Wednesday, 12 February 2014

Starting a legal case in the full knowledge that you will not be liable for the other side’s legal costs whether you win or lose is certainly an attractive idea for claimants. Sadly though protective cost orders (PCOs) are not available to ordinary litigants but are preserved for judicial review cases where there is a public interest at stake.

The issue of protective cost orders came to prominence most recently when distant relatives of King Richard III challenged the decision to bury his remains in Leicester. The Plantagenet Alliance has sought to have the remains buried in York instead and brought a judicial review claim against the Ministry of Justice.

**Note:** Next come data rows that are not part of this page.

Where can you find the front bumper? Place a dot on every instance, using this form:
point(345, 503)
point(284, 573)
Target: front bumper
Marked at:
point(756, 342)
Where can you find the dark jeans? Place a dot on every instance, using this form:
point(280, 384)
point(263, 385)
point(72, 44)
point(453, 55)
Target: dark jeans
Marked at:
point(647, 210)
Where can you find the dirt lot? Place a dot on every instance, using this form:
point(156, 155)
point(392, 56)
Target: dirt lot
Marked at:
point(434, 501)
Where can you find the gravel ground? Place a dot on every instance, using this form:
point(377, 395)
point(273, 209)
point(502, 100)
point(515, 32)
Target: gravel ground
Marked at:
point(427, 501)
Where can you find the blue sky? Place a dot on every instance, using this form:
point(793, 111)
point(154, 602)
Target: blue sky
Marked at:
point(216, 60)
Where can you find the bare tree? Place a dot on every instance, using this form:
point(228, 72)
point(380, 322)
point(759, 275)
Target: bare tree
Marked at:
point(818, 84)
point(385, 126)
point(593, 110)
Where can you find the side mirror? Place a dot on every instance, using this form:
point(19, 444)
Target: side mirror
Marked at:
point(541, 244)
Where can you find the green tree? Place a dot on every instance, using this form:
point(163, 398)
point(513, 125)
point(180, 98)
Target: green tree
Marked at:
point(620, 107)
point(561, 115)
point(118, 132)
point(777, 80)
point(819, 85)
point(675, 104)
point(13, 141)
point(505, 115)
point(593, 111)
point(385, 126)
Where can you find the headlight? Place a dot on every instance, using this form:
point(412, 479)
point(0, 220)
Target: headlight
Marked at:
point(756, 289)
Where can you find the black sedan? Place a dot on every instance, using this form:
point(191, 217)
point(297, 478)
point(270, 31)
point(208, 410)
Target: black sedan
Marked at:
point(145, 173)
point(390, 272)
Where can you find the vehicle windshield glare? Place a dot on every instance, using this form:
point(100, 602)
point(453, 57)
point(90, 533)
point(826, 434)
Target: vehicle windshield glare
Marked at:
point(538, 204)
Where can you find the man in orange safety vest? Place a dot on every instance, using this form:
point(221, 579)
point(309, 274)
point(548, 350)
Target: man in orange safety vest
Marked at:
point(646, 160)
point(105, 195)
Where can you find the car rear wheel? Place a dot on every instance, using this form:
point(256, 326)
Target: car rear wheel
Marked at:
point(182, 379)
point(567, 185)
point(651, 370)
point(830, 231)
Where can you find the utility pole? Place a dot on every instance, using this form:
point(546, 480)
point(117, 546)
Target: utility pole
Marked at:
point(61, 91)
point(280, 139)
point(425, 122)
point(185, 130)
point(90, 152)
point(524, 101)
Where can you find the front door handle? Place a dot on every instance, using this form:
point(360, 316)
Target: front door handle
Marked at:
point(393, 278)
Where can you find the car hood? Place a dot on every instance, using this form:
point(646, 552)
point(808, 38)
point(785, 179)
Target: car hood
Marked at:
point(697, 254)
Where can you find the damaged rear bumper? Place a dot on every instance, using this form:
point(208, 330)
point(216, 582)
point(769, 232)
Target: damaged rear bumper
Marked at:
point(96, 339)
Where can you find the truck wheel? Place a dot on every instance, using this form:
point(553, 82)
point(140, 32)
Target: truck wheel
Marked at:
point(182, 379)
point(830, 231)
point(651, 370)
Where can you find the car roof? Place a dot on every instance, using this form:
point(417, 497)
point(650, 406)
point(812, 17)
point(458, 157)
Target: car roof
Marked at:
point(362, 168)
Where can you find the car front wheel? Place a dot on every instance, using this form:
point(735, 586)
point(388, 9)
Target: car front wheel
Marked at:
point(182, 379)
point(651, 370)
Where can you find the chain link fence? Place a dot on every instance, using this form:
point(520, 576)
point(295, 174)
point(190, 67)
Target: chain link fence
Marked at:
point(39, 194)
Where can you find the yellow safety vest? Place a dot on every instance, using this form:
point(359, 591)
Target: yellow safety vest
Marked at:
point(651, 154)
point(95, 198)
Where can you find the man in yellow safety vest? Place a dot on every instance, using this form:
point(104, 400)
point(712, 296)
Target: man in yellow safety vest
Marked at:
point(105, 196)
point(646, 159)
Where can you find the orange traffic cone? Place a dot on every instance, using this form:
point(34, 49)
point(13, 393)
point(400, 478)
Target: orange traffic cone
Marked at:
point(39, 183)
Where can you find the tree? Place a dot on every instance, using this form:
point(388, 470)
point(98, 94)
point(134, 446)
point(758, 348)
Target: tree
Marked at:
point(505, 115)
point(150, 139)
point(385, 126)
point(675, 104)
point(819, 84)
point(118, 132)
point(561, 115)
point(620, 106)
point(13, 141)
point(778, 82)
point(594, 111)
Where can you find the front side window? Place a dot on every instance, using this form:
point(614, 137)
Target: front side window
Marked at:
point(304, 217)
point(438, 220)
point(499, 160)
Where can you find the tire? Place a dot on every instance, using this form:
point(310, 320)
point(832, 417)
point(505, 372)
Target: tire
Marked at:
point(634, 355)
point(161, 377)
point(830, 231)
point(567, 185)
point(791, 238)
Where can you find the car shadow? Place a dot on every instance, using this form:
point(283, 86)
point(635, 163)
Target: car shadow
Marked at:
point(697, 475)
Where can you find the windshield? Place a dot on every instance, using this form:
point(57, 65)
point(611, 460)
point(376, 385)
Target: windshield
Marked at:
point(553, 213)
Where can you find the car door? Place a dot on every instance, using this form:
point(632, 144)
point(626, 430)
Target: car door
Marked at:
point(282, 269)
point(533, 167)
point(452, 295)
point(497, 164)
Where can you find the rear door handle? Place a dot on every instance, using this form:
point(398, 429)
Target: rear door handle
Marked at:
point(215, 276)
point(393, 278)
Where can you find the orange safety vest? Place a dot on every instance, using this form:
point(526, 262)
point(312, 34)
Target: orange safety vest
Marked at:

In an early hearing Mr Justice Haddon-Cave ruled that the Plantagenet Alliance should be granted a protective cost order.

What Are Protective Cost Orders?

Protective cost orders are court orders that prevent claimants, known as applicants in judicial review cases, from being subject to the ordinary Civil Procedure Rules (CPR) regarding costs. Under CPR 44.2(2), if the court decides to make an order about costs, the general rule is that the unsuccessful party will be ordered to pay the costs of the successful party.

Due to the potentially huge costs of bringing claims for judicial review against public bodies and the wider public interest in cases of this type, PCOs were introduced to ensure their decision making could still be subjected to judicial scrutiny. The leading case underpinning the use of PCOs is R (Corner House Research) v Secretary of State for Trade and Industry [2005] and is based on a decision in the Court of Appeal.

How is a Protective Cost Order Obtained?

The judgement in the Corner House case set out various criteria that must be met before a PCO would be granted which included:

1. The issues raised are of general public importance

2. There is a public interest requiring that those issues are resolved

3. The Applicant does not have a private interest in the outcome of the case

4. It is just and fair to make the order having regard to the financial resources of the Applicant and Respondent

5. If a PCO is not made the Applicant is likely to discontinue proceedings and to do so reasonably

In the Richard III judicial review case the Ministry of Justice claimed unsuccessfully that it was unfair to make taxpayers pay for the proceedings and that it was an ‘wholly inappropriate’ case for a PCO.